Cliff Cottage was Sears' very first kit home and it arrived into Eureka Springs in 40 boxes on the first trip into town of the new ESNA Railway in the 1880s. The boxes were delivered by horse and wagon to the present site by a fellow who owned a livery business right below the property. This chap took great interest in the house as it was being built and although he knew he didn't have enough money to ever buy it, he began lusting after the house that was to be the city's first mayor's house.
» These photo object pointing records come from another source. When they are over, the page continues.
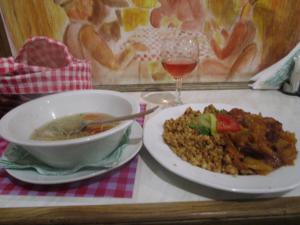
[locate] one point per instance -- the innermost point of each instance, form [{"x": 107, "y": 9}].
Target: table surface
[
  {"x": 170, "y": 197},
  {"x": 154, "y": 184}
]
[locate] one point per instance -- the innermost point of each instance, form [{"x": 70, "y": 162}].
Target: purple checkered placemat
[{"x": 117, "y": 183}]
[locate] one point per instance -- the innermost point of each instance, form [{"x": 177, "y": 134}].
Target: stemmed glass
[{"x": 179, "y": 57}]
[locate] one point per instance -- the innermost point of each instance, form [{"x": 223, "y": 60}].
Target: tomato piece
[{"x": 226, "y": 123}]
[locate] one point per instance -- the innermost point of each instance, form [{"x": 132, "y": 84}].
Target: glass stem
[{"x": 178, "y": 90}]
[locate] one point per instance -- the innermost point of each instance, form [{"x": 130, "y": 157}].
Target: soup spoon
[{"x": 85, "y": 124}]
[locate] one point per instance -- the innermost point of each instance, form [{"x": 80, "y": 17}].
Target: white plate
[
  {"x": 280, "y": 180},
  {"x": 134, "y": 145}
]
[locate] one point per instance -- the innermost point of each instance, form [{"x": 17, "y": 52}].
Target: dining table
[{"x": 157, "y": 194}]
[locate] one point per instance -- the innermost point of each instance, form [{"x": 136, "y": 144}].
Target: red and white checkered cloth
[
  {"x": 42, "y": 66},
  {"x": 118, "y": 183}
]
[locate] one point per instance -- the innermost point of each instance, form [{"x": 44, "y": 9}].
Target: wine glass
[{"x": 179, "y": 57}]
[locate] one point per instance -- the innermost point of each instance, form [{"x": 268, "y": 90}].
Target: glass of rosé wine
[{"x": 179, "y": 57}]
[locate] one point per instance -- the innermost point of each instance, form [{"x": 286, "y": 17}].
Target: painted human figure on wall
[{"x": 88, "y": 35}]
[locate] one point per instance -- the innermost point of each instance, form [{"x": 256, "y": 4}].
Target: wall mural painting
[{"x": 121, "y": 38}]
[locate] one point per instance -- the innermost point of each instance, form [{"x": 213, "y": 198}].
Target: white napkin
[{"x": 274, "y": 76}]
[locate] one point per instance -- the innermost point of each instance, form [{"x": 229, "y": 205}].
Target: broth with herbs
[{"x": 68, "y": 127}]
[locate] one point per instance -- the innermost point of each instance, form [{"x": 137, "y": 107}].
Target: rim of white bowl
[{"x": 122, "y": 125}]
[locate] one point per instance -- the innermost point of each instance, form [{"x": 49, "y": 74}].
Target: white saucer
[{"x": 134, "y": 145}]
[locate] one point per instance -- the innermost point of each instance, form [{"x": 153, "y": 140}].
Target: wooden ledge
[{"x": 266, "y": 211}]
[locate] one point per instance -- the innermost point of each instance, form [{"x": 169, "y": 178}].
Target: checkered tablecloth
[
  {"x": 43, "y": 65},
  {"x": 118, "y": 183}
]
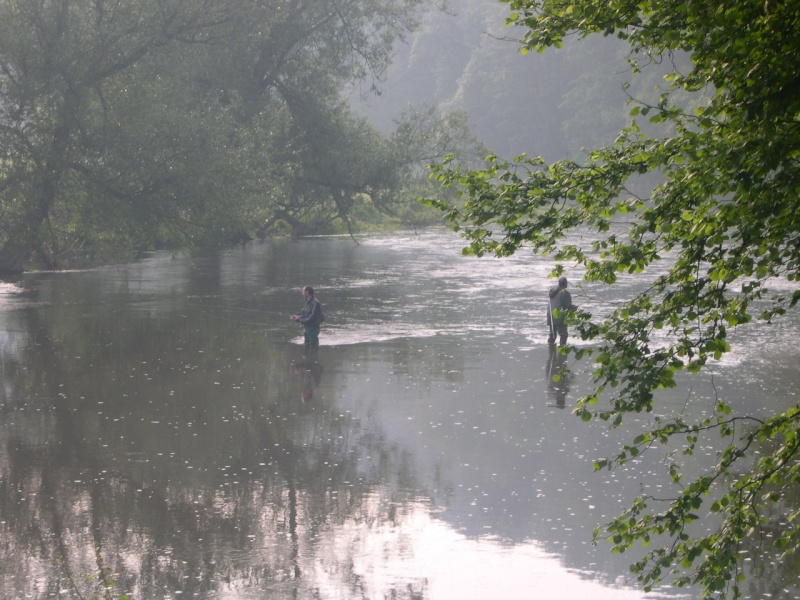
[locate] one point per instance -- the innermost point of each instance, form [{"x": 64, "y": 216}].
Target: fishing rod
[{"x": 237, "y": 308}]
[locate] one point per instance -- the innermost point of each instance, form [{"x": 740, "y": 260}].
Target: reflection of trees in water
[
  {"x": 241, "y": 506},
  {"x": 559, "y": 378},
  {"x": 770, "y": 573}
]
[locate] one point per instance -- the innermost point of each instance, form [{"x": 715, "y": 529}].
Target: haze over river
[{"x": 160, "y": 433}]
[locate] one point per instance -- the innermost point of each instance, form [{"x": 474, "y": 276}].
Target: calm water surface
[{"x": 161, "y": 435}]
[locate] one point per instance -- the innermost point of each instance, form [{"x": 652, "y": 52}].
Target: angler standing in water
[
  {"x": 310, "y": 318},
  {"x": 560, "y": 303}
]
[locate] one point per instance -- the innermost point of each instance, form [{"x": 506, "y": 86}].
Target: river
[{"x": 161, "y": 436}]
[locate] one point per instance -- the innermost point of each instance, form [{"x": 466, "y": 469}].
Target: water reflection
[
  {"x": 154, "y": 431},
  {"x": 558, "y": 377},
  {"x": 309, "y": 370}
]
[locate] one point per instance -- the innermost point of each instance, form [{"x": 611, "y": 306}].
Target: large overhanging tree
[
  {"x": 726, "y": 212},
  {"x": 128, "y": 126}
]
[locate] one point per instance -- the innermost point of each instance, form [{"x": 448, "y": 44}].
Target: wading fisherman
[
  {"x": 310, "y": 318},
  {"x": 560, "y": 303}
]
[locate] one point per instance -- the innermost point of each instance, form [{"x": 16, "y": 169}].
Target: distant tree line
[{"x": 144, "y": 124}]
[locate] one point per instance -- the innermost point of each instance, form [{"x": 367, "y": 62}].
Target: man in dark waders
[
  {"x": 560, "y": 303},
  {"x": 310, "y": 318}
]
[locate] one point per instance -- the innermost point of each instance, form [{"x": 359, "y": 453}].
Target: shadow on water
[{"x": 161, "y": 436}]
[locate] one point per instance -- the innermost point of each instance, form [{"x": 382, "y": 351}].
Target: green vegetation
[
  {"x": 176, "y": 124},
  {"x": 723, "y": 148}
]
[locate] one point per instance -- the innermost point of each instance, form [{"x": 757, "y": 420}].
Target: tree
[
  {"x": 720, "y": 170},
  {"x": 149, "y": 124}
]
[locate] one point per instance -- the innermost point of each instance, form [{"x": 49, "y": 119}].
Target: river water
[{"x": 161, "y": 436}]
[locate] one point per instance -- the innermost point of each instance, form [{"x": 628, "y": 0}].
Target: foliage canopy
[
  {"x": 147, "y": 124},
  {"x": 711, "y": 183}
]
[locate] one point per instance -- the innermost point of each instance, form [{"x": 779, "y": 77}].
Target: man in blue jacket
[
  {"x": 310, "y": 318},
  {"x": 560, "y": 303}
]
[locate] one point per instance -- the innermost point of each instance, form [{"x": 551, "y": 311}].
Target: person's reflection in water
[
  {"x": 311, "y": 374},
  {"x": 558, "y": 377}
]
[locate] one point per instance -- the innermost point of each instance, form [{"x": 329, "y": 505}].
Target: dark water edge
[{"x": 156, "y": 429}]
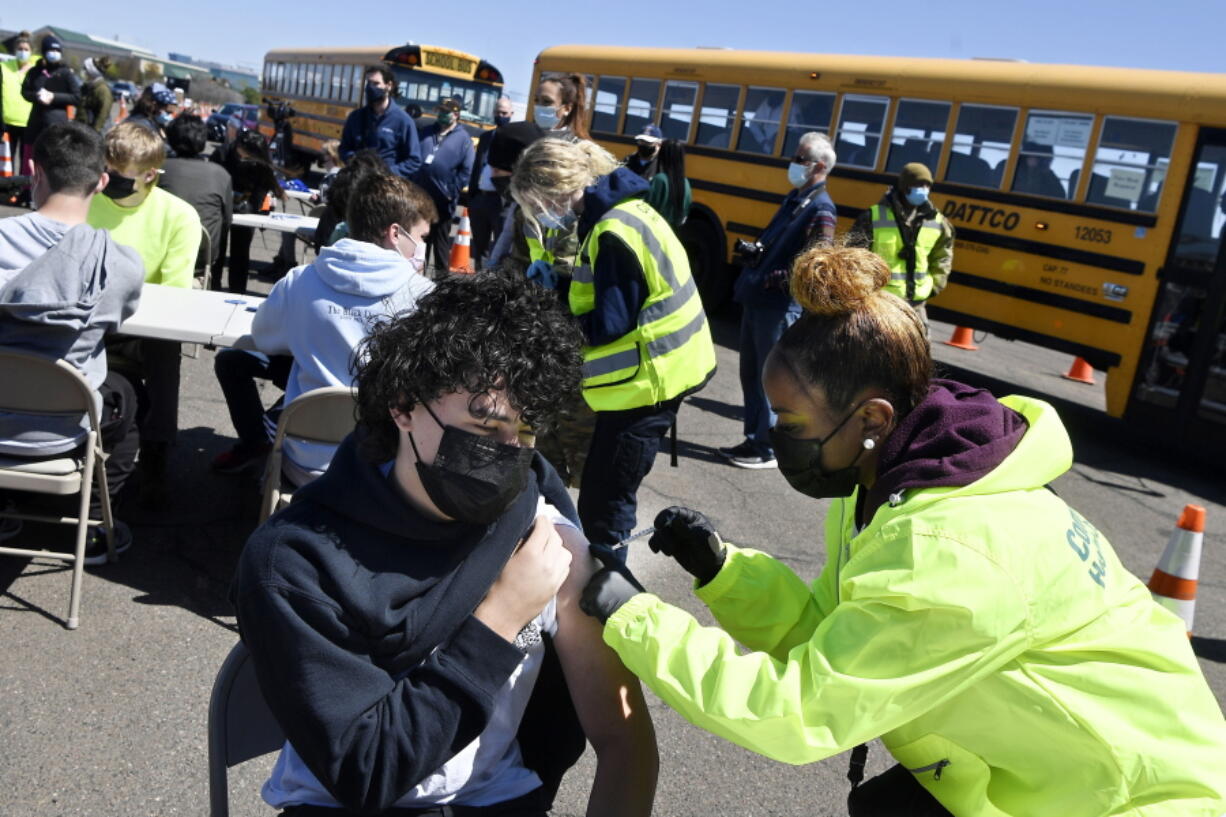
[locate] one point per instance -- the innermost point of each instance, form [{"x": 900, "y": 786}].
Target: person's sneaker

One afternoon, after my inn had been open about three years, the door bell rang and I greeted a very large burly very old gentleman whom I thought looked a bit like what the famous logger Paul Bunyan must have looked like. He was very tall and a bit fierce-looking, I remember, and was a man of few words. He informed me that he had grown up in Cliff Cottage in the 1930s and asked if he could see through the house. As we wandered from room to room with him pointing out various features and changes in the lovely old Victorian, he told me about his father who owned the livery business.
Apparently, the father had become obsessed with the mayor's house and spent his waking hours trying to figure out how he could buy it. He decided that the only way he could get it away from the mayor (who had a reputation for living the "high life") would be to increase his own financial situation. So, in the large vacant lot below Cliff Cottage (which is perched up on a hillside overlooking all of downtown), the fellow established Eureka's social event of the week...an auction every Saturday morning. He'd stand up on a pile of boxes and auction whatever anyone brought that morning....horses, piggies, goats, veggies, muffins, millinery, quilts, dresses, silk stockings. Almost everyone in town came every Saturday morning....not so much to buy things but to see what everyone else was getting for their "stuff". Slowly, he amassed a little nest egg from the auctions and his wagon deliveries, but still it was not enough. So he took the nest egg and bought the property across the street below Cliff Cottage and established the town's first grocery store.
At this point in the story, the son turned to me and said in a very gruff almost angry voice, "Now, let me see that cave!" I wondered why he referred to it with such obvious animosity and imagined that maybe his father might have locked him up in it from time to time with all the bats and snakes and things that go bump in the night in dark spooky caves. So I said, "Why sure, but it sounds like you don't like the cave." Bruskly came the reply, "I HATE that cave!" "Why is that?" I boldly ventured. "When I was a boy, in the summertime, when all my boyfriends were either off playing baseball or fishing, I had to stay in that dang store because my father had a huge sign in the window, "ICE COLD WATERMELON" and everytime a little old lady came in and asked for one, I had to climb up the hill and retrieve one from the cave!" I unlocked the door and he peered in. "How come you shored up the back of it like that, making that back wall so much smaller?" he asked. "Well, when I bought this place, I crawled way back there and wondered why someone had done that," I said. "Know what I found on the other side of that smaller opening? A lot of beautiful fine rich topsoil. And then, look here," I said, pointing to some very heavy-gauge wiring. "Someone had some pretty large spotlights back there on the other side of that opening."
Turning to him with a little smile, I said, "Now, what do you suppose those hippies that had been living in this house for years -- the ones who painted it bright red and white, inside and out -- now, what do you suppose they were growing way back there in the cave all those years?" He looked straight at me with piercing eyes without saying a word, but I noticed the hint of a faint smile cross his lips. It's interesting to note that for the first few years that I owned the property, every Thursday afternoon, a helicopter would fly very low overhead and I could see a little man with the door open, pointing some sort of electronic device down towards my property. Someone told me that the infrared can't see through the thick limestone rock. Those hippies were certainly a clever bunch! I guess the man in the helicopter finally figured out that the hippies had gone because after a year or so, the helicopter stopped flying overhead.
In the meantime, the cave makes a fantastic place to store wine! And one day, I think I'll try to grow shitake mushrooms way back there!